- Hangul: 증권투자상담사
- Hanja: 證卷投資商談師
- RR: jeunggwon tuja sangdamsa
- MR: chŭngkwŏn t'uja sangdamsa

= Certified Securities Investment Advisor =

In South Korea, a Certified Securities Investment Advisor (CSIA) is a certified professional permitted to offer investment advice to clients and to accept purchase and sale orders for certain financial products on their behalf. The products which CSIAs are permitted to handle include stocks, bonds, mutual funds, beneficiary certificates, and equity-linked warrants; however, the handling of futures, options, and over-the-counter derivatives is reserved for Certified Derivatives Investment Advisors. As of 2010, there were 111,214 registered CSIAs.

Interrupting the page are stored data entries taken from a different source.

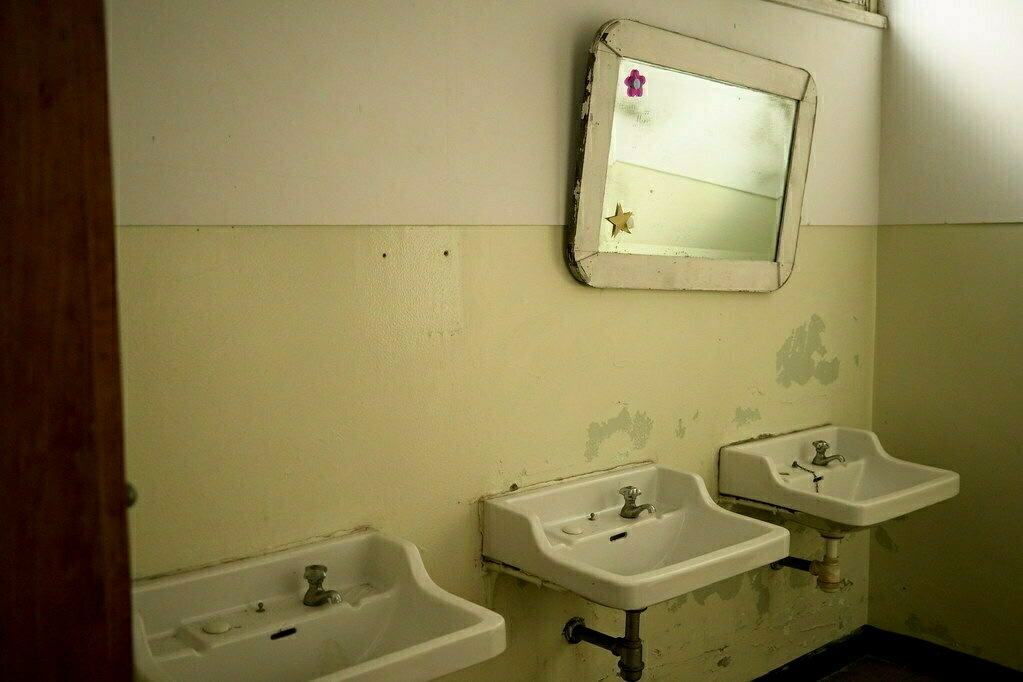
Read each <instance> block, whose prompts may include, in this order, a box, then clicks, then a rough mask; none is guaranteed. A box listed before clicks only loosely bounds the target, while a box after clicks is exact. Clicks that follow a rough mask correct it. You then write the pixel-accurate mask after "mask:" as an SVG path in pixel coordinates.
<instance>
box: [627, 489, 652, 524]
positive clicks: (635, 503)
mask: <svg viewBox="0 0 1023 682" xmlns="http://www.w3.org/2000/svg"><path fill="white" fill-rule="evenodd" d="M618 493H619V495H623V496H624V497H625V505H624V506H623V507H622V510H621V511H619V512H618V515H619V516H621V517H622V518H635V517H636V516H638V515H639V514H641V513H642V512H643V511H649V512H650V513H654V512H655V511H656V509H654V505H653V504H636V498H637V497H639V496H640V495H642V491H641V490H639V489H638V488H636V487H635V486H626V487H625V488H622V489H621V490H619V491H618Z"/></svg>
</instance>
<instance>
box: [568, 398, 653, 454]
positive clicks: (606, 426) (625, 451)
mask: <svg viewBox="0 0 1023 682" xmlns="http://www.w3.org/2000/svg"><path fill="white" fill-rule="evenodd" d="M653 430H654V420H653V419H651V418H650V417H649V416H647V413H646V412H636V413H635V415H632V414H630V413H629V408H627V407H623V408H622V411H621V412H619V413H618V416H616V417H612V418H611V419H608V420H607V421H594V422H593V423H591V424H590V425H589V427H588V428H587V429H586V436H587V440H586V450H585V452H584V453H583V456H584V457H585V458H586V461H587V462H590V461H593V460H594V459H596V458H597V456H598V455H599V454H601V446H602V445H603V444H604V443H605V442H606V441H608V440H609V439H610V438H612V437H613V436H615V435H617V434H622V435H624V436H627V437H628V439H629V443H630V444H631V446H632V449H634V450H638V449H640V448H643V447H646V446H647V441H649V440H650V435H651V431H653ZM630 452H631V451H630V450H625V451H623V452H618V453H616V457H617V458H620V459H623V458H625V457H628V455H629V453H630Z"/></svg>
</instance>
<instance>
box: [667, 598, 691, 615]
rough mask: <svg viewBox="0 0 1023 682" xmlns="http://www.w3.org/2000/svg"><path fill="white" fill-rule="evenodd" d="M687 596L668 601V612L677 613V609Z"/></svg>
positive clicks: (677, 608)
mask: <svg viewBox="0 0 1023 682" xmlns="http://www.w3.org/2000/svg"><path fill="white" fill-rule="evenodd" d="M688 596H690V595H687V594H683V595H681V596H680V597H675V598H674V599H669V600H668V602H667V603H668V610H669V611H670V612H672V613H674V612H675V611H677V610H678V609H679V608H681V607H682V604H684V603H685V599H686V597H688Z"/></svg>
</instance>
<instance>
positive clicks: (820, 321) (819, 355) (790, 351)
mask: <svg viewBox="0 0 1023 682" xmlns="http://www.w3.org/2000/svg"><path fill="white" fill-rule="evenodd" d="M825 327H826V325H825V321H824V320H822V319H820V316H819V315H812V316H811V317H810V320H809V322H806V323H805V324H801V325H800V326H798V327H796V328H795V329H793V330H792V333H791V334H789V337H788V338H787V339H785V343H784V344H782V348H780V349H779V351H777V355H776V358H775V363H774V364H775V369H776V370H777V382H779V383H781V384H782V385H784V387H785V388H787V389H788V388H789V387H791V385H792V384H793V382H795V383H798V384H800V385H806V384H807V383H809V381H810V379H814V378H815V379H816V380H817V381H819V382H820V383H824V384H828V383H832V382H833V381H835V380H836V379H837V378H838V372H839V364H840V362H839V359H838V358H832V359H831V360H825V356H826V355H827V354H828V349H827V348H825V345H824V342H822V340H821V335H822V334H824V331H825Z"/></svg>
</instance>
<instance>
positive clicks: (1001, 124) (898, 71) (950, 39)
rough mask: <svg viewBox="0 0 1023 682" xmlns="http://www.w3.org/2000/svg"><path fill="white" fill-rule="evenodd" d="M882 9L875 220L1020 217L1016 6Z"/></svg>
mask: <svg viewBox="0 0 1023 682" xmlns="http://www.w3.org/2000/svg"><path fill="white" fill-rule="evenodd" d="M885 6H886V10H887V12H888V17H889V27H890V28H889V30H888V31H886V32H885V41H884V96H883V97H882V101H883V116H882V128H883V132H884V134H883V136H882V140H883V147H884V148H883V150H882V154H881V158H882V164H881V187H882V192H881V223H882V224H891V225H895V224H899V225H928V224H940V223H1018V222H1023V192H1020V191H1019V179H1020V177H1021V176H1023V117H1021V116H1020V111H1021V110H1023V88H1020V87H1018V83H1019V69H1020V64H1021V63H1023V46H1021V43H1020V39H1019V37H1020V35H1021V34H1023V3H1020V2H1019V1H1018V0H886V2H885Z"/></svg>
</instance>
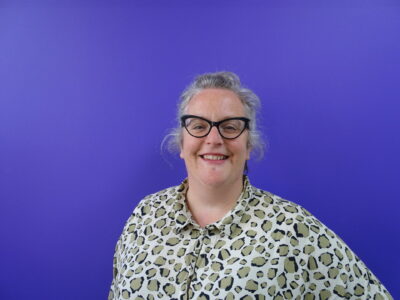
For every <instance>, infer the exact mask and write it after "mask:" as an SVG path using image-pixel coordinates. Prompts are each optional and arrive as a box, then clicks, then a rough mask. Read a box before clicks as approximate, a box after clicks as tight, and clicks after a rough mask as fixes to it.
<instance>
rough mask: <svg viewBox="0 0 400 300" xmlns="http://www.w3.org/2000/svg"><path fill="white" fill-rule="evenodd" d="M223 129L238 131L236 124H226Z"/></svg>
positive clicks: (226, 130) (229, 130)
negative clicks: (233, 125) (227, 124)
mask: <svg viewBox="0 0 400 300" xmlns="http://www.w3.org/2000/svg"><path fill="white" fill-rule="evenodd" d="M222 129H223V130H225V131H236V130H237V128H236V126H233V125H225V126H224V127H222Z"/></svg>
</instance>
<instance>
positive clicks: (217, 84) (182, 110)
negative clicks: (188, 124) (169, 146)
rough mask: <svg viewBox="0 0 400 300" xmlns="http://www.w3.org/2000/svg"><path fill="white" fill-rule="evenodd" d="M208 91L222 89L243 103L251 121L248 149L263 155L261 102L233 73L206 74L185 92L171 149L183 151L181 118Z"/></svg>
mask: <svg viewBox="0 0 400 300" xmlns="http://www.w3.org/2000/svg"><path fill="white" fill-rule="evenodd" d="M207 89H222V90H228V91H231V92H233V93H234V94H235V95H236V96H237V97H238V98H239V99H240V101H241V103H242V105H243V108H244V114H245V117H247V118H248V119H250V121H249V126H248V140H247V147H248V148H249V149H250V150H251V151H254V152H256V153H257V154H258V156H259V157H261V156H262V155H263V150H264V143H263V141H262V138H261V134H260V132H259V131H258V129H257V119H256V115H257V112H258V109H259V107H260V100H259V98H258V97H257V95H256V94H255V93H253V92H252V91H251V90H249V89H247V88H244V87H243V86H242V85H241V82H240V79H239V77H238V76H237V75H236V74H234V73H232V72H217V73H206V74H202V75H199V76H197V77H196V78H195V80H194V81H193V82H192V83H191V84H190V85H189V86H188V87H187V88H186V89H185V90H184V91H183V93H182V94H181V97H180V102H179V104H178V114H177V119H178V127H176V128H175V129H173V130H172V132H171V133H170V135H169V136H170V137H171V140H170V141H169V146H170V147H169V148H170V149H173V150H178V151H180V150H181V147H182V142H183V131H182V130H184V129H183V128H182V127H181V117H182V116H183V115H185V114H187V108H188V105H189V103H190V101H191V100H192V99H193V97H194V96H196V95H197V94H199V93H200V92H201V91H204V90H207ZM214 121H216V120H214Z"/></svg>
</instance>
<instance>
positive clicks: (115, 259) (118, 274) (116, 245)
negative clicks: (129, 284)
mask: <svg viewBox="0 0 400 300" xmlns="http://www.w3.org/2000/svg"><path fill="white" fill-rule="evenodd" d="M121 240H122V235H121V237H120V238H119V239H118V242H117V245H116V246H115V252H114V258H113V271H112V272H113V277H112V282H111V287H110V292H109V293H108V300H116V299H118V297H119V290H118V279H117V278H118V275H119V274H120V269H121V268H120V260H119V257H120V248H121Z"/></svg>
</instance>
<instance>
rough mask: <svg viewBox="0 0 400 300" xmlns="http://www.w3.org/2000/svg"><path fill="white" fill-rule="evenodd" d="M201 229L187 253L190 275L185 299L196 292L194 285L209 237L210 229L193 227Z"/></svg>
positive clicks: (191, 298)
mask: <svg viewBox="0 0 400 300" xmlns="http://www.w3.org/2000/svg"><path fill="white" fill-rule="evenodd" d="M193 230H197V231H199V236H198V237H197V239H196V241H195V243H194V246H193V249H192V251H191V252H190V253H189V254H188V255H187V259H186V265H187V268H188V271H189V276H188V278H187V281H186V293H185V296H186V298H185V299H193V298H194V296H195V294H196V292H195V289H194V285H195V284H197V283H198V276H199V274H198V266H199V265H200V260H201V259H202V254H203V252H204V253H205V251H204V241H205V239H207V238H208V230H207V229H205V228H201V229H193Z"/></svg>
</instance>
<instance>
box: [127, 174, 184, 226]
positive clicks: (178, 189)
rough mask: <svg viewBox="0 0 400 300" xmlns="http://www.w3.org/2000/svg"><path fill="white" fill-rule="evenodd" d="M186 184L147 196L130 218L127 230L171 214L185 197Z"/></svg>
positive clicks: (149, 194)
mask: <svg viewBox="0 0 400 300" xmlns="http://www.w3.org/2000/svg"><path fill="white" fill-rule="evenodd" d="M185 191H186V184H185V182H183V183H182V184H180V185H176V186H172V187H169V188H166V189H163V190H161V191H158V192H156V193H153V194H149V195H147V196H145V197H144V198H143V199H142V200H140V202H139V203H138V204H137V206H136V207H135V209H134V210H133V212H132V214H131V215H130V216H129V218H128V220H127V222H126V225H125V230H124V231H126V230H127V229H128V228H131V229H132V228H133V227H136V226H137V225H138V224H140V223H142V222H144V221H145V220H146V219H147V218H152V219H154V218H158V217H161V216H163V215H166V214H167V213H168V212H170V211H171V210H172V208H173V206H174V205H175V204H176V202H177V200H180V199H182V198H183V197H184V193H185ZM128 231H129V230H128Z"/></svg>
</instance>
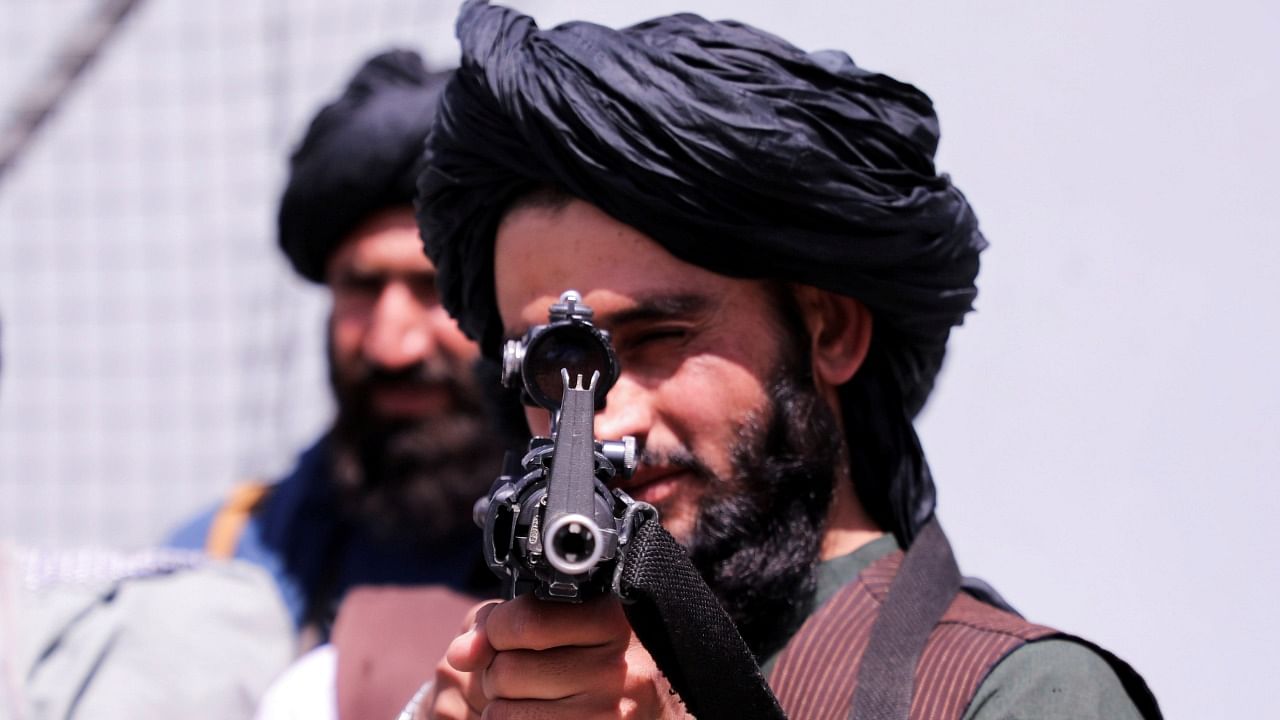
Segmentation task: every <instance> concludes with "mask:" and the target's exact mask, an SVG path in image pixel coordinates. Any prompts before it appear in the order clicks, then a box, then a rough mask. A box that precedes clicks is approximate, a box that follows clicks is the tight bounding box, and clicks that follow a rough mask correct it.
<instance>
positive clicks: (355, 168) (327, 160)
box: [279, 50, 451, 282]
mask: <svg viewBox="0 0 1280 720" xmlns="http://www.w3.org/2000/svg"><path fill="white" fill-rule="evenodd" d="M449 76H451V73H430V72H428V70H426V68H425V67H424V65H422V59H421V58H420V56H419V55H417V54H416V53H412V51H408V50H392V51H389V53H383V54H380V55H376V56H375V58H371V59H370V60H369V61H366V63H365V64H364V65H362V67H361V68H360V70H357V72H356V76H355V77H352V78H351V82H349V83H348V85H347V88H346V90H344V91H343V94H342V96H339V97H338V99H337V100H334V101H333V102H330V104H329V105H326V106H325V108H324V109H321V110H320V113H319V114H316V117H315V119H312V120H311V126H310V127H308V128H307V133H306V136H303V138H302V142H301V143H300V145H298V147H297V150H294V151H293V156H292V158H291V160H289V181H288V184H287V186H285V188H284V197H283V199H282V200H280V214H279V240H280V249H282V250H284V254H285V255H287V256H288V259H289V261H291V263H292V264H293V269H294V270H297V272H298V274H301V275H302V277H305V278H307V279H310V281H312V282H324V273H325V265H326V264H328V261H329V256H330V255H332V254H333V251H334V250H337V249H338V246H339V245H342V242H343V241H344V240H346V238H347V237H348V236H349V234H351V232H352V231H355V229H356V228H357V227H358V225H360V224H361V223H364V222H365V220H366V219H367V218H369V217H370V215H372V214H374V213H378V211H380V210H384V209H387V208H394V206H397V205H404V206H408V205H411V204H412V202H413V193H415V182H416V179H417V173H419V163H420V161H421V156H422V141H424V140H425V138H426V133H428V131H429V129H430V127H431V120H433V119H434V117H435V108H436V105H438V104H439V100H440V92H442V91H443V90H444V85H445V82H448V78H449Z"/></svg>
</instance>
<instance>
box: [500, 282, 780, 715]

To become a CSIA, one must pass the qualifying examination offered by the Korea Institute of Financial Investment, an arm of the Korea Financial Investment Association (KOFIA). In July 2008 (the 69th sitting of the examination), 16,117 candidates took the examination, of whom 5,687 (35%) passed. Among the examinees, 894 were employees of securities firms, while the remaining 4,793 were university students or other ordinary people. Younger people are also known to take the examination; for example, in July 2011, an 11-year-old primary school student passed the examination and became the youngest CSIA ever.